Newsletter "Holstein Kiel - die Woche"

Böse Klatsche - und jetzt wird‘s undankbar

Kurz vor Ende der Partie wendeten sich fast alle Anhänger von Holstein Kiel im Gästeblock ab und supporteten die Mannschaft nur noch mit dem Rücken zum Feld.

Es war zum Wegschauen: Kurz vor Ende der Partie in Paderborn wandte sich der Kieler Gästeblock ab und supportete die Mannschaft nur noch mit dem Rücken zum Feld.

Moin, liebe Leserinnen und Leser,

dass ein Spektakel auf der Tagesordnung steht, wenn Holstein Kiel und der SC Paderborn aufeinandertreffen, ist keine große Prophezeiungskunst. Zumal beide Teams in dieser Saison besonders viel Offensivpower auf den Platz bringen. Dass den Störchen aber dermaßen die Flügel gestutzt werden, dass sie dermaßen gerupft werden, damit haben wohl nicht viele gerechnet. 2:7 lautet die Wahrheit. Und auch wenn die Niederlage zu hoch ist, Holstein selbst gut und gerne fünf, sechs Tore hätte schießen können: So gnadenlos wie Paderborn über weite Strecken auftrat, hätte es sogar noch schlimmer kommen können.

Reichlich Arbeit also für die Störche in der aktuellen Trainingswoche. Aber wie kommt man von so einem Tiefschlag direkt wieder in die Konzentration auf die eigenen Abläufe, auf Kieler Inhalte, auf den nächsten Gegner? Einsicht ist der erste Weg zur Besserung, und diese Einsicht lautet: „Uns hat die Intensität gegen den Ball, die du in der Zweiten Liga brauchst, komplett gefehlt.

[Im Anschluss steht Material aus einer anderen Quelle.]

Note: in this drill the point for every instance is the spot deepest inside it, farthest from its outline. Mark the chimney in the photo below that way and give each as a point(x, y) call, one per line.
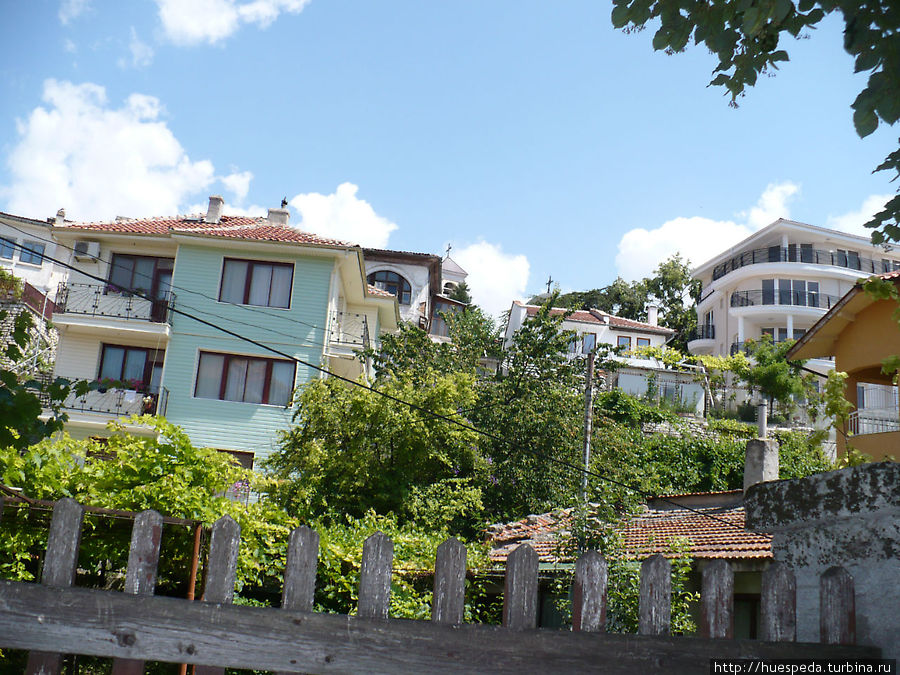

Es war zu wenig Kommunikation auf dem Platz“, sagt Mittelfeldspieler Philipp Sander. Ich ergänze: Auch in taktisch-strategischer Hinsicht wurden Fehler gemacht, Marvin Schulz in die Innenverteidigung zu stellen statt auf die Sechs, war vielleicht nicht die beste Idee. Immerhin: Es gab auch Lichtblicke. Einen im Besonderen: Steven Skrzybski bestätigte seine Form auch in der Niederlage, ist aktuell Holsteins große Torhoffnung.

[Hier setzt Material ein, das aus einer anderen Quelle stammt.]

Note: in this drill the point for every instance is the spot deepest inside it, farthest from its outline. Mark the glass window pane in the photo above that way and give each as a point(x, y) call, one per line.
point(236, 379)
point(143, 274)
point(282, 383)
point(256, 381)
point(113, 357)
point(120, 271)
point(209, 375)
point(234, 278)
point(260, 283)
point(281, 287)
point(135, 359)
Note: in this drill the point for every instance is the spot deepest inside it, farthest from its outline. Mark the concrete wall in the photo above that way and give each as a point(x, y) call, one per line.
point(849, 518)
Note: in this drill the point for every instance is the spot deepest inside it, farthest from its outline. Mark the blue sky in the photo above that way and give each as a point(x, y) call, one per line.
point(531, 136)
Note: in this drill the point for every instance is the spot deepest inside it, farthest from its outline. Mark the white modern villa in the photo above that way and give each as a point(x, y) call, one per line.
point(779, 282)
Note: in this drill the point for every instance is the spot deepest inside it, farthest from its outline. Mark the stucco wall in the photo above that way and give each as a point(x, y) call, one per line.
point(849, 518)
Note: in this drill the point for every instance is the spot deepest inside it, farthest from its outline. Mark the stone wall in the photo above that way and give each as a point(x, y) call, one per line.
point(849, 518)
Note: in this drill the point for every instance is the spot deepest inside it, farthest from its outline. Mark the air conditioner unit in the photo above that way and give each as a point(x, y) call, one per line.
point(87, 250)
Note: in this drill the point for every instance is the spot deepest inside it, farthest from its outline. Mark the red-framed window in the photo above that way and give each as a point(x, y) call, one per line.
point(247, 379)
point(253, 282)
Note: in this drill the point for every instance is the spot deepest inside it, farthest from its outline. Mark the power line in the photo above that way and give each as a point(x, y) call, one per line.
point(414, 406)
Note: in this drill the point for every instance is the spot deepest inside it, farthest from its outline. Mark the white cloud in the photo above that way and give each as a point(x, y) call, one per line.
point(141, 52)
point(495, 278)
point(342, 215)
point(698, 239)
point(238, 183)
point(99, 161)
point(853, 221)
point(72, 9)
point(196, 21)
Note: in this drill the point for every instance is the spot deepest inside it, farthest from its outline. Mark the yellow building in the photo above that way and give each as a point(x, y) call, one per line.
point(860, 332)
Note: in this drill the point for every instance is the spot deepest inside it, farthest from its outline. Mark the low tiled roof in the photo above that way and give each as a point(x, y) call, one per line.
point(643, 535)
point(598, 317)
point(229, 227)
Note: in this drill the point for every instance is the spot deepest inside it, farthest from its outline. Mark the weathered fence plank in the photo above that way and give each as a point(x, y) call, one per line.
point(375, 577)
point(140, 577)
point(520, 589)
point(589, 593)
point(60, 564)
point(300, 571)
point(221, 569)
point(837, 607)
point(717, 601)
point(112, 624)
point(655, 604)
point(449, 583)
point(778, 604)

Es kann eigentlich nur besser werden. Dass die Störche es besser können, steht außer Frage. Nur - ein Heimspiel gegen Sandhausen wird im Attribut „unangenehm“ eigentlich nur noch durch ein Auswärtsspiel in Sandhausen getoppt. Ausgerechnet jetzt Sandhausen. Im positivsten Sinne eklig, giftig, intensiv. Eben das, was Holstein in Paderborn vermissen ließ. Eine wirklich undankbare Aufgabe. Zumal Sandhausen bei weitem keine Tretertruppe ist, sondern einen durchaus gepflegten Offensivball spielen kann - nicht zuletzt mit der Flügelzange aus Ex-Kieler David Kinsombi, der vom HSV in die Kurpfalz wechselte, und seinem Bruder Christian.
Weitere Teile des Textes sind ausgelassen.